Als Textilarbeiterinnen Ende 1996 in Kambodscha erstmalig gegen all dies auf die Straße gingen, drohten gleich 30 Unternehmen aus Taiwan, Hongkong und Malaysia ihren Rückzug aus dem Billigstlohnland an, wenn die Regierung ihre Investition nicht gegen Arbeitsunruhen schützen würde. Ein Jahr lang protestierten die Arbeiterinnen in einer britischen Textilfabrik in der Freien Produktionszone von Bataan auf den Philippinen für die Zahlung der Mindestlöhne. Ergebnis: Die Produktion wurde in eine Fabrik verlagert, wo die Arbeiterinnen weniger organisiert sind.
So lösen Liberalisierung und wachsende Konkurrenz auf dem globalen Markt einen Unterbietungswettbewerb auf dem Rücken der Beschäftigten aus: Ihre Rechte werden aufgeweicht, Gesundheits- und Umweltrisiken mißachtet, die Arbeitsintensität angeheizt. Gewerkschaftliche Kämpfe vor Ort erweisen sich dagegen als recht machtloses Aufbäumen. Auf dem globalen Markt müssen auch der Widerstand und Schutzmaßnahmen internationalisiert werden.
Der Internationale Bund Freier Gewerkschaften kämpfte im vergangenen Jahr für die Integration von Sozialklauseln in Handelsverträge der Welthandelsorganisation WTO, vor allem für die Grundrechte Organisierungsfreiheit, keine Zwangsarbeit, keine Kinderarbeit. Soziale Mindeststandards sollen den Ausweichmanövern der multinationalen Konzerne einen Riegel vorschieben.
Regierungen aus dem Süden, aber auch einige Gewerkschaften und Nichtregierungsorganisationen (NRO) sind gegen Sozialklauseln, weil damit die Wettbewerbsvorteile ihrer Länder gefährdet würden. Geschwind malen sie das Gespenst der Erwerbslosigkeit an die Wand: Millionen Frauen würden ihre Jobs verlieren. Trotzdem befürworten die meisten Frauenorganisationen prinzipiell die Einführung sozialer Mindeststandards, weil Frauen besonders betroffen sind.

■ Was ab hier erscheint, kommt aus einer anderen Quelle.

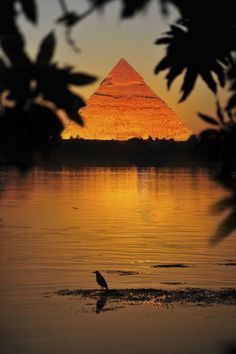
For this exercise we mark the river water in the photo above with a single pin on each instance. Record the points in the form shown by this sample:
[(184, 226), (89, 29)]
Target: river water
[(134, 225)]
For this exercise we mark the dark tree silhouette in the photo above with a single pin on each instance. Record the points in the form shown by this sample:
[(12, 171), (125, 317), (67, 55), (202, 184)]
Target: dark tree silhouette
[(31, 91)]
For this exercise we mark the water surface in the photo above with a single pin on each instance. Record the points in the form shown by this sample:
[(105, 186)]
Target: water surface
[(135, 226)]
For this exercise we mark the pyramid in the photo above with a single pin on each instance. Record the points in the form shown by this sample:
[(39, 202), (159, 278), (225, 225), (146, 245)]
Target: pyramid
[(124, 107)]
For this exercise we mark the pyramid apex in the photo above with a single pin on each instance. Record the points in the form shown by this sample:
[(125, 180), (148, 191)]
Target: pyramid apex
[(123, 71)]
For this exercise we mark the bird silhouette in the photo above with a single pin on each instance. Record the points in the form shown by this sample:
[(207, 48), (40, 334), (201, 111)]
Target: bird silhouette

Dennoch sind viele Frauen zurückhaltend gegenüber der Kampagne des Gewerkschaftsbundes: etwa Angela Hale aus Manchester, die mit der Organisation Women Working Worldwide lokale Arbeitskämpfe von Frauen in der Exportindustrie unterstützt hat. Frauen haben oft andere Prioritäten als männliche Beschäftigte und die männerdominierten Gewerkschaften. Gefragt, was für sie das größte Problem bei ihrer Arbeit sei, antworteten Textilarbeiterinnen in Bangladesh: der Weg nach den Überstunden im Dunkeln nach Hause. Außerdem stehen Jobsicherheit, Mutterschutz, Schutz vor sexuellen Übergriffen und Kinderbetreuung ganz oben auf der Interessenliste.
Durchsetzbar sind solche sozialen Mindeststandards in großen Betrieben. Ihre Beachtung durch Subunternehmer und lokale Agenten in kleinen Betrieben, sweat shops und bei Heimarbeit sind dagegen kaum kontrollierbar. Dort arbeiten vor allem Frauen.
Auch VerbraucherInnenkampagnen für sozial gerechten Handel können helfen – wie die Kampagne für Saubere Kleidung in Deutschland oder Let's go fair für Sportschuhe in der Schweiz. Sie drängen Konzerne dazu, einen Verhaltenskodex zu unterzeichnen. Auch diese sollten stärker Frauenbelange einschließen, denn vier von fünf ArbeiterInnen in der Textil- und Schuhfertigung sind weiblich.
Auf dem globalen Markt braucht die internationale Frauensolidarität neue Wege und neue Instrumente. Soziale Mindeststandards ohne Blick auf die Belange und Beschäftigungsformen von Arbeiterinnen würden diese weiter marginalisieren.